Both liberal slates, in other words, attempted to disqualify Eretz HaKodesh for adhering to traditional Jewish beliefs. This, from movements that preach “tolerance” and “pluralism.”
This pattern of bias didn’t end when the (virtual) Congress began. Although over 70 resolutions and amendments were submitted by slates from around the world, only a small fraction of these were selected by left-wing executives (chosen after the previous Congress) to be considered in a single brief time slot.
One of them was a resolution designed to prevent Eretz HaKodesh or any other traditional slate from speaking about religious differences and their impact on the World Zionist Organization’s educational priorities – while permitting left-wing slates to continue to slander the Chief Rabbinate and observant communities not tied to a slate at the Congress.
And then, after a governing coalition was formed at the Congress that didn’t include them, the left erupted. The very slates that tried to disenfranchise Eretz HaKodesh and the charedi community entirely now demanded their “fair share,” regardless of the expressed will of the electorate. They called the results of coalition negotiations “unacceptable.”
In a letter to Prime Minister Netanyahu, 1,600 rabbis and members of Reform congregations called the coalition agreement “extreme” and said it would leave their Reform congregants – over 98 percent of whom did not vote in the election – “unrepresented” and “marginalized.” The Conservative movement threatened to leave the Congress.

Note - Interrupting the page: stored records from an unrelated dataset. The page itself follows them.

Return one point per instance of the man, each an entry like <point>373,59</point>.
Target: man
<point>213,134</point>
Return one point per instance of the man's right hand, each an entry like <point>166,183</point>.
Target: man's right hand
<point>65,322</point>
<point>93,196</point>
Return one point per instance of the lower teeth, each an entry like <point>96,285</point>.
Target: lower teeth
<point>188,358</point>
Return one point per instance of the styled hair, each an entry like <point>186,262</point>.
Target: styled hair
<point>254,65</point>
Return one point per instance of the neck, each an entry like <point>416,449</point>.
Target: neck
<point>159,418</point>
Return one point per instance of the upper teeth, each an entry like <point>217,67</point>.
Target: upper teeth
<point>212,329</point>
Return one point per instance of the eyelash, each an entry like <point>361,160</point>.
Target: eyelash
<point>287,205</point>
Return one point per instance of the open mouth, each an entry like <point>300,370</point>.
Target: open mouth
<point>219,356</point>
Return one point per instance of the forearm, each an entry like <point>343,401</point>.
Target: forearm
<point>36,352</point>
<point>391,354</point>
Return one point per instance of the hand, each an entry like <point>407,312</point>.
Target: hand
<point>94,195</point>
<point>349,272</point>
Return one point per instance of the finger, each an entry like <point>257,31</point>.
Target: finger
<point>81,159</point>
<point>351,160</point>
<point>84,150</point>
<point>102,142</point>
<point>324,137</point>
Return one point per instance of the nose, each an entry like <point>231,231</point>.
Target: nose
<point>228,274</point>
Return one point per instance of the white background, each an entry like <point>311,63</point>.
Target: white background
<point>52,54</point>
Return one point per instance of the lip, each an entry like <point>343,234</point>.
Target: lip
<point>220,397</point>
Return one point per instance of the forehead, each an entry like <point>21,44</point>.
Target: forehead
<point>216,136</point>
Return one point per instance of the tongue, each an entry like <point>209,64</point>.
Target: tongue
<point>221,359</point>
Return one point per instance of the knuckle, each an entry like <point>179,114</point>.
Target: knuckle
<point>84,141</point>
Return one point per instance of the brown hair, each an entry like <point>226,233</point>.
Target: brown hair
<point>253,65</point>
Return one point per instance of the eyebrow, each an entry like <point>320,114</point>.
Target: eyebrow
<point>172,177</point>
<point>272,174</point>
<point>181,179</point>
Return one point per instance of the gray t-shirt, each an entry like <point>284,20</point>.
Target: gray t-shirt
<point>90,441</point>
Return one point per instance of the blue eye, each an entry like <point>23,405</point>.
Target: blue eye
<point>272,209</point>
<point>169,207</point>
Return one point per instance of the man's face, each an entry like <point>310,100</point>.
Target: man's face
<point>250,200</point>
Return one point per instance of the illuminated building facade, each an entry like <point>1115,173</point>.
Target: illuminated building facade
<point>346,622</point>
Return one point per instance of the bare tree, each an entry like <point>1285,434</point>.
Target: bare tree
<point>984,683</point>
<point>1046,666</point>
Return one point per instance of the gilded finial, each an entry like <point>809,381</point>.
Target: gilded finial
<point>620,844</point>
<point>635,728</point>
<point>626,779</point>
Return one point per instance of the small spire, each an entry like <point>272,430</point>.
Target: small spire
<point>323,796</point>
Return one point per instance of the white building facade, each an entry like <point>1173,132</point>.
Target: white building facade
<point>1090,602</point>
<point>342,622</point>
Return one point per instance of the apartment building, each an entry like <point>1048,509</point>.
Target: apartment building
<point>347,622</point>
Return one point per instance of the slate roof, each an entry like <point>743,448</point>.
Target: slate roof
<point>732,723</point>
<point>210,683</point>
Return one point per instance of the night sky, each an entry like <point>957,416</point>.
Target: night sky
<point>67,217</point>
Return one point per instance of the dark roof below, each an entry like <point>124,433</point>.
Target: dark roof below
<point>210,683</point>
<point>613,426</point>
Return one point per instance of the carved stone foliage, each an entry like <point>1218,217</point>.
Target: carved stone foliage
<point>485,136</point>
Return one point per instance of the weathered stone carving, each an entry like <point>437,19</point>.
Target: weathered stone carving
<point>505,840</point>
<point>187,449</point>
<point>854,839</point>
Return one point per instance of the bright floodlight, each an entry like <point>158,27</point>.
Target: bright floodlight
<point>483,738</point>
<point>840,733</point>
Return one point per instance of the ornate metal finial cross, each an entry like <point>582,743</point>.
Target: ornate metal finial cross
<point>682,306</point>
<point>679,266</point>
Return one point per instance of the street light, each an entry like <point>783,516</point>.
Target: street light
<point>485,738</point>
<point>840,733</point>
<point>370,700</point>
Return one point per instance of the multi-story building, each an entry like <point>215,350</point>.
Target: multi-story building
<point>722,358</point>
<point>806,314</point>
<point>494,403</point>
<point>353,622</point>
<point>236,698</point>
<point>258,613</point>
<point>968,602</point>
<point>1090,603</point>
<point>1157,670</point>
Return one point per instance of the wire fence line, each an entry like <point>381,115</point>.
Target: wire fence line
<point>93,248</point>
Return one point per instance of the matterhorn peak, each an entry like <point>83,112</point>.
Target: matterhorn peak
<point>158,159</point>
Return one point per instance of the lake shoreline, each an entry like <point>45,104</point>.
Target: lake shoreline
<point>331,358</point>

At the end, charedim – whose strong support of Israel is unsurpassed, yet who were dismissed as irrelevant at previous sessions of the World Zionist Congress – will now receive their fair share of representation and funds designed to further the aims of the Jewish. Whether left-wing leaders will end their unfortunate campaign of incitement against Eretz HaKodesh remains to be seen.